Published by: Penguin

Published on: 19th March 2024

Format: LCP-protected ePub

ISBN: 9780241678527


Overview

A foundational reckoning with how Black Americans have used the written word to define and redefine themselves over the course of the country's history.

Distilled over many years from Henry Louis Gates Jr.'s legendary Harvard course in African American Studies, The Black Box: Writing the Race is the story of Black self-definition in America through the prism of the writers who have led the way. From Phillis Wheatley and Frederick Douglass, W. E. B. Du Bois and Booker T. Washington, to Zora Neale Hurston and Richard Wright, James Baldwin and Toni Morrison, these writers used words to create a liveable world – a “home” – for Black people destined to live in a bitterly racist society.
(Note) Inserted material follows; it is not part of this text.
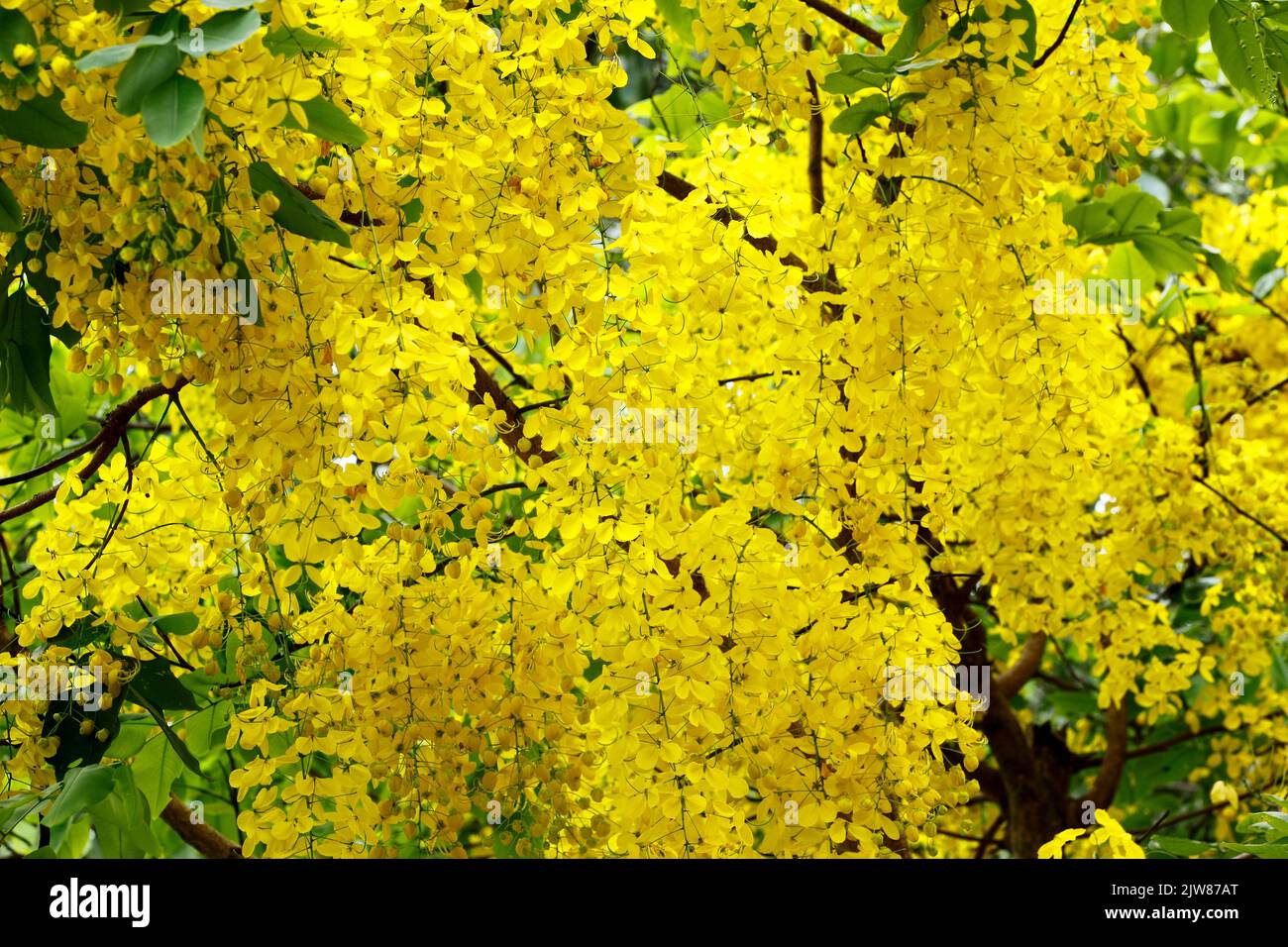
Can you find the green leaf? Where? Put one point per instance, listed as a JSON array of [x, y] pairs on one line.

This is a community that defined and transformed itself in defiance of oppression and lies; a collective act of resistance and transcendence that is at the heart of its self-definition. Out of that contested ground has flowered a resilient, creative, powerful, diverse culture formed by people who have often disagreed markedly about what it means to be ''Black'', and about how best to shape a usable past out of the materials at hand, to call into being a more just and equitable future.

This is the epic story of how, through essays and speeches, novels, plays and poems, a long line of creative thinkers has unveiled the contours of – and resisted confinement in – the black box that this “nation within a nation” has been assigned, from its founding to today. It is a book that records the compelling saga of the creation of a people.